Despite this conundrum, Chrysippus’ distinction between the two kinds of causes was important for it helped establish better the idea of fate not simply something external to agents, a force that operates upon them, but rather as a force that operates through agents. When, almost two thousand years later Marx was to write that ‘Men make their own history, but… they do not make it under circumstances of their own choosing, but under circumstances existing already, given and transmitted from the past’, he was expressing that distinction first drawn by Chrysippus. In Marx’s time, however, the idea of humans ‘making history’ seemed far more credible than it did in the time of Chrysippus, and so the idea of human agency seemed also more meaningful. For Chrysippus, free will was about accepting with good heart what fate has thrown at you. For Marx it was about challenging such fate.  It is, as we shall see, in that historical transformation in human possibilities that free will acquired new meaning.

Perhaps, however, the most important Stoic legacy to the history of moral thought was in the concept of universal brotherhood. In his famous Elements of Ethics, part of which was discovered as a papyrus fragment in 1901 at Hermopolis, now in modern Egypt, the second century Stoic philosopher Hierocles imagines very individual as standing at the centre of a series of concentric circles. The first circle is the mind, next comes the immediate family, followed by the extended family, the local community, the community of neighbouring towns, the country, and finally the entire human race. To be virtuous, Hierocles suggested, is to draw these circles together, constantly to transfer people from the outer circles to the inner circles, to treat strangers as cousins and cousins as brothers and sisters, making all human beings part of our concern. The Stoics called this process of drawing the circles together oikeiosis, a word that is almost untranslatable but means something like the process by which everything is made into your home.

There were limits, of course, to the Stoics’ benevolence. Epictetus might have been a freed slave, but Stoics had little to say about slavery. All humans sprang from the same mould. ‘The man whom you call your slave sprang from the same stock’, Seneca wrote,  ‘is smiled upon by the same skies and on equal terms with yourself breathes, lives and dies.’ But slavery was a condition of the body and therefore untouchable by human hands. Stoics certainly thought that slaves should be treated decently. But they did not believe it possible to challenge the actual institution. The slavery that mattered to Stoics was the slavery of the soul. Physical slaves, they believed, could transcend their brute bondage, indeed could only transcend their brute bondage, by exercising their freedom of spirit.

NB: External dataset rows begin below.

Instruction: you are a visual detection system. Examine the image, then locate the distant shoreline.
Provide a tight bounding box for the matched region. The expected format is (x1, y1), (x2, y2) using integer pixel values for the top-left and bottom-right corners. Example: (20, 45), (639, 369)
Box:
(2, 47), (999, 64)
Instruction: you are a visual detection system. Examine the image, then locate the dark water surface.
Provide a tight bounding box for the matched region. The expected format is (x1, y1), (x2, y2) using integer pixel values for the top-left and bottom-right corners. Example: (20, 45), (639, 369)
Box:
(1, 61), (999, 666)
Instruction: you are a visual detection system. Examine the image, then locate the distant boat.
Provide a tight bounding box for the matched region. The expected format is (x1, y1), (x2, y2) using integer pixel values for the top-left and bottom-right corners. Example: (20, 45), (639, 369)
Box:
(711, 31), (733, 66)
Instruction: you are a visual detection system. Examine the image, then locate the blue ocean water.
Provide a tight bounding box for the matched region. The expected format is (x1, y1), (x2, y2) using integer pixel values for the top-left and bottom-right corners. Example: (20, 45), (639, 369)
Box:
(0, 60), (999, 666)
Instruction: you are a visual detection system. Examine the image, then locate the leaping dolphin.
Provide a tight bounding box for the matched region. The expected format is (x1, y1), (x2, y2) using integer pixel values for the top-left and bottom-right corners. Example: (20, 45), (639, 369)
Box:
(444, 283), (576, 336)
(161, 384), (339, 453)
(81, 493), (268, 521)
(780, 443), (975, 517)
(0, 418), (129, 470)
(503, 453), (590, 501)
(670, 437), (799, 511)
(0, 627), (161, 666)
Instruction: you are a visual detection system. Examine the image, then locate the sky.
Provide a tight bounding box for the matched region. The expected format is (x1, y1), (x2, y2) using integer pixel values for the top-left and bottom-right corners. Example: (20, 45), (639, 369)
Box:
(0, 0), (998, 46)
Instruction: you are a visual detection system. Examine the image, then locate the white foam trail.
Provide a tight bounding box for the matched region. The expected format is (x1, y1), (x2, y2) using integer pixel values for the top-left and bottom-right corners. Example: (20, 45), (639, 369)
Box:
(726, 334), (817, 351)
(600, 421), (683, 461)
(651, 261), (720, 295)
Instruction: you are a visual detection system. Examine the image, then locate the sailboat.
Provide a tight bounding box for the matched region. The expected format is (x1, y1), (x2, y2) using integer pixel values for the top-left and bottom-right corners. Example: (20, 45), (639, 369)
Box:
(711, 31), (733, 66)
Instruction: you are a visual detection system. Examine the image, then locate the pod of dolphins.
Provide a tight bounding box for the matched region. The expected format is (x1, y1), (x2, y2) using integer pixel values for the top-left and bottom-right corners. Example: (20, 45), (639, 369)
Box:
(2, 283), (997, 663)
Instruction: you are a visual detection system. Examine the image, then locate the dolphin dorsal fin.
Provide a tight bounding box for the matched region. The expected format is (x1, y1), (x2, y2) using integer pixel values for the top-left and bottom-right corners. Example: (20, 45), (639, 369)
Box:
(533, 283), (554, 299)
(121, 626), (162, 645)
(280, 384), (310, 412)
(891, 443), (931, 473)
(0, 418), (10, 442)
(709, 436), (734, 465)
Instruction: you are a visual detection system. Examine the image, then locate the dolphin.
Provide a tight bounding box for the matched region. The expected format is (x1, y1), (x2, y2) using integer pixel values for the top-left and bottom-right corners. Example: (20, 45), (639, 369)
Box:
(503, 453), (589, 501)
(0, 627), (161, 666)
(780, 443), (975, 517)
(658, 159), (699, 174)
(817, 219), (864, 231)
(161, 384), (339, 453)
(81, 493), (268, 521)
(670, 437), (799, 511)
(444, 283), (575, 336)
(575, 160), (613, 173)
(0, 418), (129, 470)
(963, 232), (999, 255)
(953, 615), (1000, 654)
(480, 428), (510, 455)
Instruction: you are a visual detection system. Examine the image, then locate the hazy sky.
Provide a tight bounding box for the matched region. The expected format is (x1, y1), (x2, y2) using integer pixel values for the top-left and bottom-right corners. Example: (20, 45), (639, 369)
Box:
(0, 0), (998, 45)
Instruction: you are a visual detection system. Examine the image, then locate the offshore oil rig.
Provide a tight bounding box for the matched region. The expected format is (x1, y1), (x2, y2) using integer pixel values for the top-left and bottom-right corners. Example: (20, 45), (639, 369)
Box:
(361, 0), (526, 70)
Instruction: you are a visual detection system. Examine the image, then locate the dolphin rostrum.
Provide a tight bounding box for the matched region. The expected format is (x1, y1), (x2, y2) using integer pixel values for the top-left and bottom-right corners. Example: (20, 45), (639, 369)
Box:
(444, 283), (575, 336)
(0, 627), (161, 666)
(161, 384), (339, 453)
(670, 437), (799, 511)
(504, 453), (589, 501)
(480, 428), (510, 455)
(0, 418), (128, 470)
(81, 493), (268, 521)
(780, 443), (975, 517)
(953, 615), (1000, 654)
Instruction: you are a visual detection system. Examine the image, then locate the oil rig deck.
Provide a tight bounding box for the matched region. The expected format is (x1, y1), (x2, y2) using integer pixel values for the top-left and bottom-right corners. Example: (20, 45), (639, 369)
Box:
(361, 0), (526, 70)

Nevertheless, in an age in which rights and duties were defined solely in relation to the polis or the state, in which barbarians were regarded as fit for enslavement, and in which Aristotle defended slavery on the grounds that some people were naturally created to be enslaved, there is something hugely impressive about the Stoics’ pursuit of oikeiosis. ‘Never in reply to the question, to what country you belong, say that you are an Athenian or a Corinthian’, Epitectus wrote, ‘but that you are a citizen of the world. For why do you say that you are an Athenian, and why do you not say that you belong to the small nook only into which your poor body was cast at birth?’ From God, Epictetus continued, ‘have descended the seeds not only to my father and grandfather, but to all beings which are generated on the earth’. So why should not every human being ‘call himself a citizen of the world?’

It is a cosmopolitan vision that would be startling today, let alone two thousand years ago.